Working with the MPP Board is an excellent way to learn how to program and apply a microprocessor. If you are starting without a background in microprocessors, you'll need a textbook (such as 'M68HC11: An Introduction, Software and Hardware Interfacing, by Han-Way Huang).
What's in your 'Technical Manual'?

The 100-page MPP Board Technical Manual from Syscomp lists sources of information and provides information that is not readily available from other sources. It also includes material on more advanced topics. (As mentioned above, if you're starting out, you'll need a basic text as well.) The full Technical Manual is on the CDROM included with the kit.
Where can I find information about manuals and technical information for the 68HC11?

Technical information for the 68HC11E1FN microprocessor currently used in the MPP board is available free of charge from the Motorola Literature centre at phone number 1-800-441-2447. Request the 68HC11 Reference Manual, part number MC68HC11RM/AD and the 68HC11E1FN data book, part number M68HC11E/D.
Is the MPP Board suitable for controlling my design for an anti-gravity machine?

It depends on the number of inputs and outputs you will need. The board itself has 8 general purpose digital inputs, 8 general purpose digital outputs, 8 analog input channels (which can also be used as digital inputs). There are 5 possible interrupt input sources, three timer input capture channels and 5 timer output compare channels. If this is sufficient, you're all set.

More inputs and outputs may be added by mapping devices into memory the address space or using the processor SPI interface. Both these methods are described in the Syscomp MPP Technical Manual included on the CDROM included with the kit.
How much of a computer do I need to do development of software?

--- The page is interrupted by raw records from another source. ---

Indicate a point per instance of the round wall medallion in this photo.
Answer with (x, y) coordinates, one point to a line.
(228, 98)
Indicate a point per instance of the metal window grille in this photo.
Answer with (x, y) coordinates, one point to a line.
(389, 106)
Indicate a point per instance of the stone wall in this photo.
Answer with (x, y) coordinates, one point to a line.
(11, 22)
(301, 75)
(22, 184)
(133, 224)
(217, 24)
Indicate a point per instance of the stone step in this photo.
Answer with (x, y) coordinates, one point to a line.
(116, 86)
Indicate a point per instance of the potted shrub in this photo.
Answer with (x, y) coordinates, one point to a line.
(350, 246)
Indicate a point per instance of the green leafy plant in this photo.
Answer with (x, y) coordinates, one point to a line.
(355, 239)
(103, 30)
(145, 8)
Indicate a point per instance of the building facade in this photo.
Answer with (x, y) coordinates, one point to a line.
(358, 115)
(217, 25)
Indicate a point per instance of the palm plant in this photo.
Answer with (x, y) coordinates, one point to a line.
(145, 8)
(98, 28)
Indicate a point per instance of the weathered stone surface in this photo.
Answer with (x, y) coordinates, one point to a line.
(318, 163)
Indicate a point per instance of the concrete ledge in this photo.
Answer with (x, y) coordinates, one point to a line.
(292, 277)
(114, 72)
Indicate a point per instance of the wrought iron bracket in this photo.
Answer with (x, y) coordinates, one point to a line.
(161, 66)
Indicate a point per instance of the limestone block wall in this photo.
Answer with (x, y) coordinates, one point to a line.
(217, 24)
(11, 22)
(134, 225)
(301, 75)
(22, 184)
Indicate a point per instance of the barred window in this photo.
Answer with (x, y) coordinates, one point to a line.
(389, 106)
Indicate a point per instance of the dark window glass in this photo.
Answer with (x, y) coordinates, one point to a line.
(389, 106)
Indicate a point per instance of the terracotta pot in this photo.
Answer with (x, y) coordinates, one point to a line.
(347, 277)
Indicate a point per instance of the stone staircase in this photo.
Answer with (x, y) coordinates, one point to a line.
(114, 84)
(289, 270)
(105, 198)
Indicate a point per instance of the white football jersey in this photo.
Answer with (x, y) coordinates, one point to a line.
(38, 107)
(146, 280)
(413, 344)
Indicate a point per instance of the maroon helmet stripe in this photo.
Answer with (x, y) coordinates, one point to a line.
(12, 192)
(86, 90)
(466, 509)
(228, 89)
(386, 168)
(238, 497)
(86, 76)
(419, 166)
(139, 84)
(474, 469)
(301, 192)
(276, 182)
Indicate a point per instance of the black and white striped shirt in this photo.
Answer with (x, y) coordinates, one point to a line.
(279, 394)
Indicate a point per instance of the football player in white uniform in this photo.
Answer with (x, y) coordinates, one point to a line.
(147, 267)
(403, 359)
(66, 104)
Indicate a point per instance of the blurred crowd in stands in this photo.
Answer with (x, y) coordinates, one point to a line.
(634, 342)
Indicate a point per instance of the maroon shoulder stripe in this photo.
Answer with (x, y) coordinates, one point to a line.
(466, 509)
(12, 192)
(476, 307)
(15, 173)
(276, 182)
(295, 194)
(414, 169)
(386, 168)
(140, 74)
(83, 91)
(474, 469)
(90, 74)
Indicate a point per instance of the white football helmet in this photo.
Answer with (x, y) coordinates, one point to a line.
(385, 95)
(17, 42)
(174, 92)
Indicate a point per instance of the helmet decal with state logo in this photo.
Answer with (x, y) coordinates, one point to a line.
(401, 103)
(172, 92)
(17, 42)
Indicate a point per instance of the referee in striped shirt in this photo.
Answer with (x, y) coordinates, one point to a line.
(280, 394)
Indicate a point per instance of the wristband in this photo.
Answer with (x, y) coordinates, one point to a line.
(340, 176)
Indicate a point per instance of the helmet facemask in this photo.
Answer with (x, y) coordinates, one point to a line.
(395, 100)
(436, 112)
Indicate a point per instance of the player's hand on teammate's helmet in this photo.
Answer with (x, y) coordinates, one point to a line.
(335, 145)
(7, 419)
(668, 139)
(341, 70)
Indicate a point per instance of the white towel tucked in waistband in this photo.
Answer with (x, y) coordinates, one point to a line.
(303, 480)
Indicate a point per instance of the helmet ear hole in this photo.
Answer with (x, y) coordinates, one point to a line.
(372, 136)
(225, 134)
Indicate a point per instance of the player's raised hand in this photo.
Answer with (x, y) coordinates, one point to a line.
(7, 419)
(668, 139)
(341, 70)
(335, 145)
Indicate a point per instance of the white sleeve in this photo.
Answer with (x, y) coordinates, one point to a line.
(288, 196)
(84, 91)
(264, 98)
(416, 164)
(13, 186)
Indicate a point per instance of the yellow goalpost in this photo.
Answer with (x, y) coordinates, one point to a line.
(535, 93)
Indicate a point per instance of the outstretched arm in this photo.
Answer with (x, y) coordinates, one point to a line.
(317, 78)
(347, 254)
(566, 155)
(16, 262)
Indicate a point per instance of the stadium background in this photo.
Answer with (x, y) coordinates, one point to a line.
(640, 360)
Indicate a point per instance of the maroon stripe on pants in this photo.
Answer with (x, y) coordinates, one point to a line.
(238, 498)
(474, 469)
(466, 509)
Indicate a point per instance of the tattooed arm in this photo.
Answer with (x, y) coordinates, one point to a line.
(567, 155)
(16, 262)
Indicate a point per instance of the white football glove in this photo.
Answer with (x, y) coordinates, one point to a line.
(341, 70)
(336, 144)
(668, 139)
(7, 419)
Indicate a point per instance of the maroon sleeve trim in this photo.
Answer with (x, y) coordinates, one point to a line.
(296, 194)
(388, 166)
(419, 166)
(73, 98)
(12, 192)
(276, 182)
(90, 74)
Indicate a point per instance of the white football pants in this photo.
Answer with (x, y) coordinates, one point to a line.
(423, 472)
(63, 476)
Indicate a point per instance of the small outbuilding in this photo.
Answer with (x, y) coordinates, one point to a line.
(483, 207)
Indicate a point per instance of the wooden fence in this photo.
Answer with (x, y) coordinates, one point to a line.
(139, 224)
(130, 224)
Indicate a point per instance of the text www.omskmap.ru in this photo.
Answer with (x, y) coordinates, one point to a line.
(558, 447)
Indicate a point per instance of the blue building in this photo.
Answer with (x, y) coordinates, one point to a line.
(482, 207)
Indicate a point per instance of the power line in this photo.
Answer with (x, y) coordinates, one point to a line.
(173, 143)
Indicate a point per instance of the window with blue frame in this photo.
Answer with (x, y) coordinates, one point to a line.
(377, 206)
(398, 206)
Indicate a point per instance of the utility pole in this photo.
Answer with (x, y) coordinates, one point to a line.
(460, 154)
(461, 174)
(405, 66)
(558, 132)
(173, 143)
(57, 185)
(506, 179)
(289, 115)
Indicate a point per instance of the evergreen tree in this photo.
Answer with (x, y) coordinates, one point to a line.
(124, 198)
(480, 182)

For development in assembly language, just about anything will do. We've done a lot of software development on old 486 class machines. The file sizes are small and assembly language files compile very quickly on any modern computer. Your operating system can be DOS, Windows or Linux. (We're told that it can be done on a Mac, but have no direct experience of this.)

The software for doing assembly language development is on the CDROM that is included with the kit. The kit EPROM is pre-programmed with a monitor program to support debugging.
Should I write my programs in C or assembly language?

We've tried both C and assembler in a teaching environment. When we used C, we found that the extra layer of magic tended to obscure some important ideas, so we returned to assembly language. Based on that experience we recommend that students first learn to program in assembly language. This provides the tools to debug at the bit level and understand the assembly language code that a C compiler generates.

The 68HC11 is a CISC (Complex Instruction Set Computer) and so it has a rich set of instructions and addressing modes. This makes assembly language code relatively easy to read compared to some RISC machines.
Industry practice for embedded computers is to write as much code in a high level language, usually compiled C code, so that it can be ported to new hardware at a reasonable cost. If you are experienced in microprocessor systems and this is a consideration, you may want to use a C compiler.
What C compilers are available for your board?

The Imagecraft compiler has been used successfully with the MPP Board and is reasonably priced. A variety of software development tools are listed at reasonable prices on at Dunfield Systems . The NQC (Not Quite C) compiler commonly used in mobile robotics applications will not work without modification on the MPP board. (It expects to download its operating system into memory where the MPP board has EPROM.)